The rage should have been white-hot. Should have been consuming. Should have burned through everything else until there was nothing left but fury and the need for revenge.
But it wasn't.
I felt ... nothing.
Hollow. Empty. Like someone had scooped everything out of me with a dull spoon and left just the shell, still standing but functionally dead inside.
I was glad Merrick was dead. Glad I'd put the rounds in him. Glad I'd watched his face disappear under the impacts, obliterated, erased from existence the way he deserved.
But I didn'tcare.
And that was worse somehow. The not caring. The flat, dead space where emotion should have been. The knowledge that I'd killed a man—multiple men, actually—and felt nothing about it except a vague sense of completion.
Like checking items off a list.
Target neutralized. Threat eliminated. Mission accomplished.
I'd washed my hands three times since getting back to The Sanctuary. Scrubbed until the skin was raw and angry-looking. But I could still feel the recoil of the pistol bucking against my palm. Could still see the blood pooling dark on concrete,spreading in irregular patterns that my brain kept trying to map like terrain.
Could still hear his laugh.
Pretty sure that was your mommy screaming.
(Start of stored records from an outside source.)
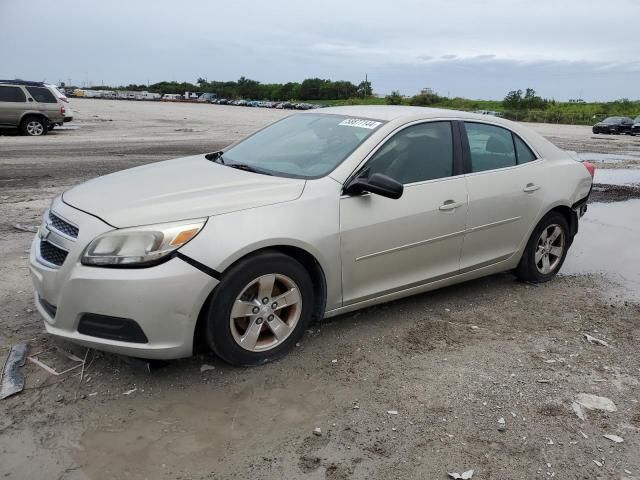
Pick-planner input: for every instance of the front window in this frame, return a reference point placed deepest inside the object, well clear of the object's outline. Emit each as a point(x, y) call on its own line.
point(303, 145)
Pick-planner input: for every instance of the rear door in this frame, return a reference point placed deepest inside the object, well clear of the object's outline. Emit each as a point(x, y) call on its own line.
point(505, 185)
point(13, 102)
point(46, 102)
point(389, 245)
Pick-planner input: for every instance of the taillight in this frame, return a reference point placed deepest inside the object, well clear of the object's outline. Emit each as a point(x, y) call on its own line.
point(590, 167)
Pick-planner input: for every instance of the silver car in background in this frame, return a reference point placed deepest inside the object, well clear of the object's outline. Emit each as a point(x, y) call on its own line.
point(315, 215)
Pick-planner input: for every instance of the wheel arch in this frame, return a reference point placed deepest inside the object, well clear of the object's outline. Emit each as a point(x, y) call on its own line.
point(309, 261)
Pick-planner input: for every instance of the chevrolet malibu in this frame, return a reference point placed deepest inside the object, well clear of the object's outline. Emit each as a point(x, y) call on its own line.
point(313, 216)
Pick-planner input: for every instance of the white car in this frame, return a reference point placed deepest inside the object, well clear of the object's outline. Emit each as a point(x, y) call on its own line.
point(316, 215)
point(68, 113)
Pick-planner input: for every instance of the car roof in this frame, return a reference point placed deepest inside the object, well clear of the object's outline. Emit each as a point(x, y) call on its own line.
point(397, 112)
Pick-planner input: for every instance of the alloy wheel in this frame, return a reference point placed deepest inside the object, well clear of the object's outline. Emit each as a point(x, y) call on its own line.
point(35, 128)
point(549, 249)
point(265, 313)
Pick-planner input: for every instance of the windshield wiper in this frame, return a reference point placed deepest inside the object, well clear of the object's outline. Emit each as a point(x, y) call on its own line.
point(215, 157)
point(247, 168)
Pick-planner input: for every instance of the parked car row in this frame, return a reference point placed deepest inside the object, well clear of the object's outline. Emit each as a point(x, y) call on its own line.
point(34, 108)
point(618, 125)
point(267, 104)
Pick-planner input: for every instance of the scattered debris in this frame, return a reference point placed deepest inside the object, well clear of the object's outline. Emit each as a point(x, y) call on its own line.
point(578, 411)
point(35, 360)
point(465, 475)
point(26, 228)
point(591, 339)
point(12, 377)
point(592, 402)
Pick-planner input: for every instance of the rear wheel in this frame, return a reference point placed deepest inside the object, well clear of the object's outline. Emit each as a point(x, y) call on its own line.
point(34, 126)
point(546, 250)
point(260, 309)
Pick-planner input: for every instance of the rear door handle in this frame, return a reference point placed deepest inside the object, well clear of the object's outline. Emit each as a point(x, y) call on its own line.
point(531, 187)
point(450, 205)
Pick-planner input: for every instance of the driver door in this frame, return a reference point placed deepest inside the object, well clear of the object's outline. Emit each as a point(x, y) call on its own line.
point(389, 245)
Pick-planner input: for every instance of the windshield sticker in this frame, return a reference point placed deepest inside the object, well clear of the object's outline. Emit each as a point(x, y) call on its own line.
point(360, 123)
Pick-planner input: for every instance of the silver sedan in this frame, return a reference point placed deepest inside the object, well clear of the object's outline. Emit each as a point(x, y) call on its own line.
point(316, 215)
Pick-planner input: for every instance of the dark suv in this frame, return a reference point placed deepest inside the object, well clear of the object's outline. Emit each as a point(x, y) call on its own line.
point(613, 125)
point(31, 107)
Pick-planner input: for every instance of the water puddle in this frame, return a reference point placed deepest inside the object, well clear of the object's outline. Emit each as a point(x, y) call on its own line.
point(622, 176)
point(609, 157)
point(608, 242)
point(203, 426)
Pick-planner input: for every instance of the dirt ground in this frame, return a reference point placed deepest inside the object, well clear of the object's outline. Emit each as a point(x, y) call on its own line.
point(482, 375)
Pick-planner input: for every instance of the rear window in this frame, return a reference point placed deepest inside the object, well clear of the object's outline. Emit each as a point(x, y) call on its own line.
point(42, 95)
point(12, 94)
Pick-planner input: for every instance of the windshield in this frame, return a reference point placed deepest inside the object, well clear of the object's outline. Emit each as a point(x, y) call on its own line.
point(302, 145)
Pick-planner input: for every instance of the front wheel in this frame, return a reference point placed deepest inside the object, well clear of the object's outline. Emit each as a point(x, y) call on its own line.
point(260, 309)
point(34, 126)
point(546, 250)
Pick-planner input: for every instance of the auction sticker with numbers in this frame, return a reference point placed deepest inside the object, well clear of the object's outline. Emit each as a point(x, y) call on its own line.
point(360, 123)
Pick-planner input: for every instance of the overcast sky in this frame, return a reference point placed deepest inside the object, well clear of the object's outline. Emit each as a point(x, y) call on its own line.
point(476, 49)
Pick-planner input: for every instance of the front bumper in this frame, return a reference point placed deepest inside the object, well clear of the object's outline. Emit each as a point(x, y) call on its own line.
point(164, 300)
The words played on loop. Over and over. A recording I couldn't shut off.
I'd tried sitting. Then standing. Then pacing. Nothing helped. Nothing touched the emptiness or filled the hole that kept getting wider.
The knock came.
Measured. Deliberate. Not hesitant.
Ellsworth.
I crossed to the door and opened it, my movements mechanical. Automatic.
And there she was.
Mila.
Standing in the hallway like light breaking through storm clouds, parting the darkness that had settled over everything like fog.
For a moment I just stared at her, unable to process that she was real. That she'd come. That someone like her—someone clean and whole and good—would choose to step into this mess with me instead of running the other direction like any sane person would.
"Mila," I said, and her name felt like the only solid thing left in my world. The only word that still meant something.
She didn't hesitate.
Didn't ask permission or wait for invitation.
She crossed to me and wrapped her arms around me, her face pressing into my chest, and the contact?—
God, the contact.
It was like touching ground after free-falling through space. Like air after drowning. Like proof that gravity still worked and the world hadn't completely inverted.
My arms crushed around her before I could think about it. Not gentle. Not careful. Desperate.
Like she was the only thing keeping me from disappearing entirely. From dissolving into the emptiness that wanted to swallow me whole.